Buying Property With Your Self Managed Super Fund

Buying Property With Your SMSF

A Self Managed Superfund is a trust fond in which investments are held and managed by its members with the purpose to provide benefits to fund themselves when they retire.
Today more and more people are using their self-managed super fund (SMSF) to buy property, but this decision requires careful consideration. You need to make sure it supports your overall investment strategy and does not put you in any risk.

Today, SMSF is the fastest growing sector in the economy of Australia and this claim is also supported by the reports from the SMSF statistics. One of the most valuable assets held in self-managed superannuation funds is undoubtedly real estate. Therefore, investing the retirement savings (shares, cash and fixed interest) into property is the biggest trend among SMSF trustees nowadays.


There are significant advantages to having a property in an SMSF, including tax – your super fund will be taxed at 15 per cent – which is considerably lower than most people’s personal tax rates.
If the property is sold during the accumulation phase, the capital gains tax is calculated at a discounted rate. If the asset is sold while the super fund is in pension phase, it’s tax free.

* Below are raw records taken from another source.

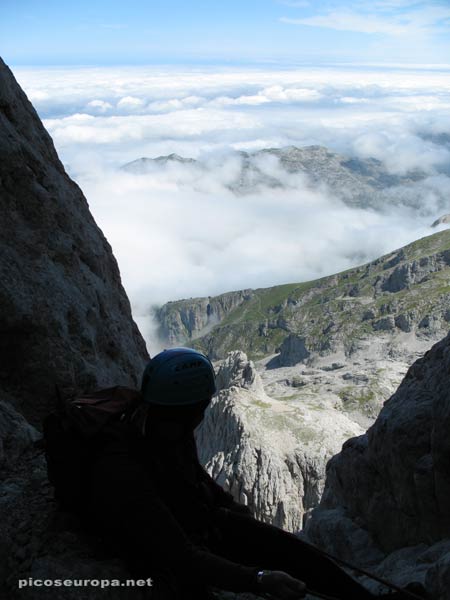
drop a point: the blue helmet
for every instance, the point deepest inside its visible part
(178, 377)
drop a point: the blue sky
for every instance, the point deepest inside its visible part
(101, 32)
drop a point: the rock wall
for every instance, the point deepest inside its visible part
(186, 320)
(64, 316)
(269, 454)
(392, 484)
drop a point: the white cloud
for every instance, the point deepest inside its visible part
(384, 18)
(99, 105)
(179, 231)
(349, 21)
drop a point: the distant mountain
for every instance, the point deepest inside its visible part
(405, 292)
(358, 182)
(141, 166)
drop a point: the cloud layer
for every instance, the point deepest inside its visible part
(178, 232)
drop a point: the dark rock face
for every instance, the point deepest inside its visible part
(394, 481)
(64, 316)
(187, 320)
(64, 319)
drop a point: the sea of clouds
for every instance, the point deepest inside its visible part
(180, 232)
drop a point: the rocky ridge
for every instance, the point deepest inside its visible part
(65, 320)
(392, 484)
(349, 337)
(358, 182)
(405, 292)
(270, 454)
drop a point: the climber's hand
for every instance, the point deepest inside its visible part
(281, 586)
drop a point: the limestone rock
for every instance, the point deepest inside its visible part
(269, 454)
(393, 482)
(64, 315)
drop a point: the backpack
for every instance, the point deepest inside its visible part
(73, 433)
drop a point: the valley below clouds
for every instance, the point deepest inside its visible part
(184, 228)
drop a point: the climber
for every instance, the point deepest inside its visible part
(157, 506)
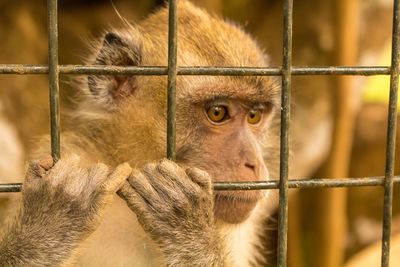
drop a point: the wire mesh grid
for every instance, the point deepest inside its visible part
(286, 72)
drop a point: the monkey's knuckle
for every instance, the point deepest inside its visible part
(149, 168)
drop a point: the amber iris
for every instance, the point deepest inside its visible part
(217, 113)
(254, 116)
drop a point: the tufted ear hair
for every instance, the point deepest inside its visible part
(118, 50)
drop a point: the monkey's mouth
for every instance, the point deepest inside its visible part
(238, 196)
(235, 206)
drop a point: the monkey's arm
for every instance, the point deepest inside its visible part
(61, 206)
(175, 207)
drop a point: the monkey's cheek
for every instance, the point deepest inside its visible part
(233, 211)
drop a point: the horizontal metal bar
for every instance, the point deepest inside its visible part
(272, 184)
(23, 69)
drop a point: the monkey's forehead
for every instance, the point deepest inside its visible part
(249, 89)
(202, 40)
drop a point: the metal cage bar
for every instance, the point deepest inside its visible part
(24, 69)
(53, 78)
(172, 58)
(391, 136)
(273, 184)
(284, 145)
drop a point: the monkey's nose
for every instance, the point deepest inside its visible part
(250, 166)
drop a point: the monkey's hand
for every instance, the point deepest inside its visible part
(175, 207)
(61, 206)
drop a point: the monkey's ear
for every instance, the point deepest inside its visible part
(115, 50)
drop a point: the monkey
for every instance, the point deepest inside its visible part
(167, 213)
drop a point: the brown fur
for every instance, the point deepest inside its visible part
(123, 119)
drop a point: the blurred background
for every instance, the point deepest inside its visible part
(338, 122)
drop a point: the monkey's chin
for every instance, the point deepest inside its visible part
(235, 207)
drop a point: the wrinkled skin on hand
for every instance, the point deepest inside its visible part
(62, 204)
(175, 207)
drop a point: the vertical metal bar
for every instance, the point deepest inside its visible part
(53, 78)
(391, 137)
(284, 146)
(172, 56)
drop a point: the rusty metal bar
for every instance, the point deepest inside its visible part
(53, 78)
(24, 69)
(391, 136)
(285, 122)
(272, 184)
(172, 70)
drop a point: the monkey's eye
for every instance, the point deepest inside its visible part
(254, 116)
(217, 114)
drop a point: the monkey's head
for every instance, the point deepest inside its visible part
(223, 123)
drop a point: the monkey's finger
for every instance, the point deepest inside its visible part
(64, 169)
(97, 174)
(133, 199)
(34, 171)
(46, 162)
(174, 173)
(200, 177)
(116, 179)
(139, 182)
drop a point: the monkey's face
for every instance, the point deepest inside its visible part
(224, 138)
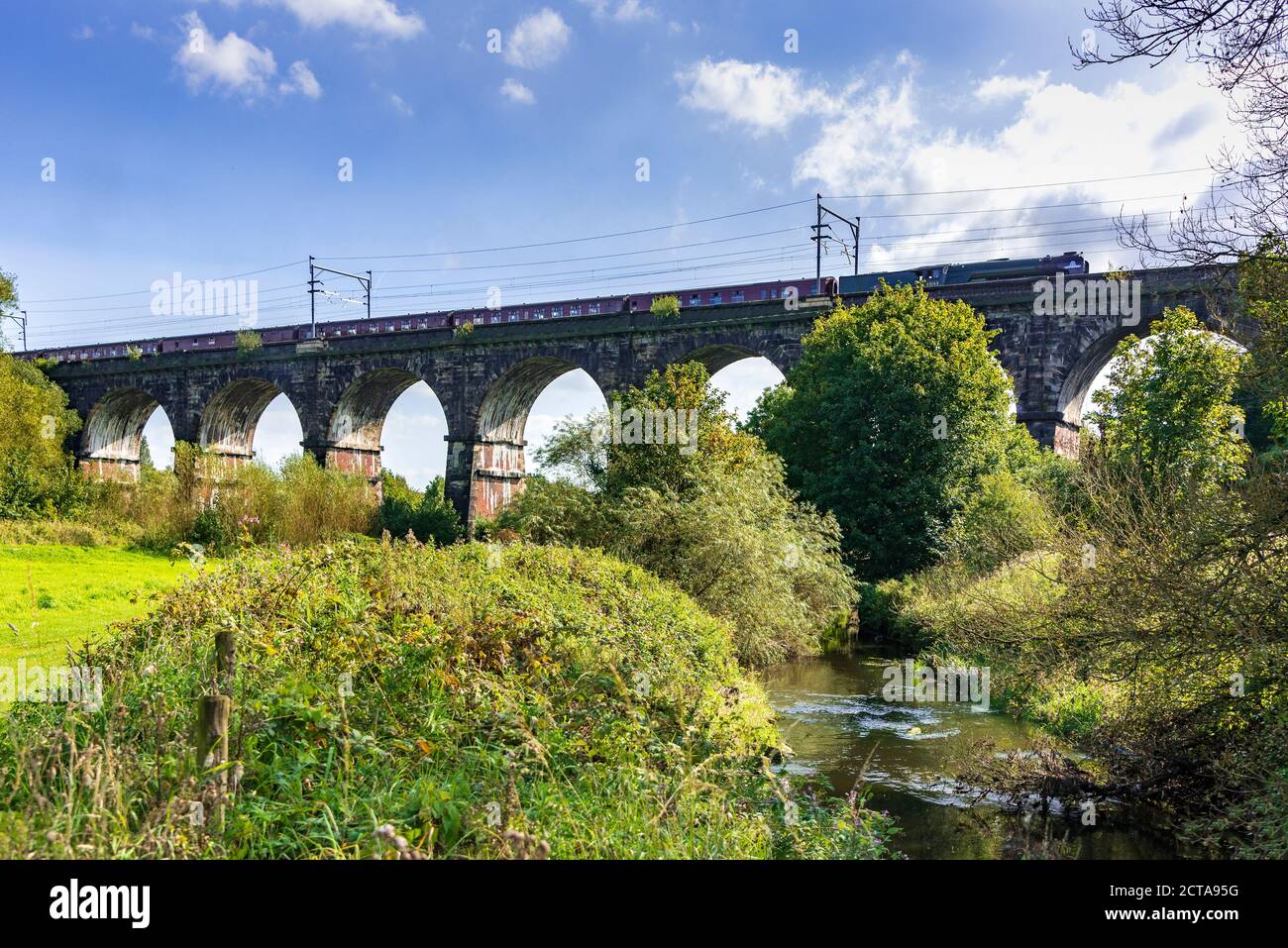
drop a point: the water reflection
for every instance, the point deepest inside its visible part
(833, 717)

However, there are a few things to bear in mind if you plan on setting up an SMSF specifically to buy property, whether it’s residential or commercial.

  • The terms of the lease have to be commercially competitive. The ATO audits and monitors SMSFs to make sure that all arrangements are compliant.
  • In case things get tight and there is a downturn in incomes, you cannot skip the payment for rent. Payments must be full and on time.
  • Compliance of the SMSF depends on regular valuations of the commercial property. This requires a lot of paperwork to be done and it can be a time-consuming activity.
  • The superannuation property investment has to satisfy the “sole purpose” test, which is that its purpose is to provide retirement benefits to the members of the fund.

If you are still thinking whether it is a good idea to make a superannuation property investment, you should know that it all comes down to you making a rational investment decision based on particular facts as well as a third party advice. To ensure you have made the decision possible, it is recommendable that you have a qualified, independent third party whom you will pay to investigate the opportunity and give you their honest opinion.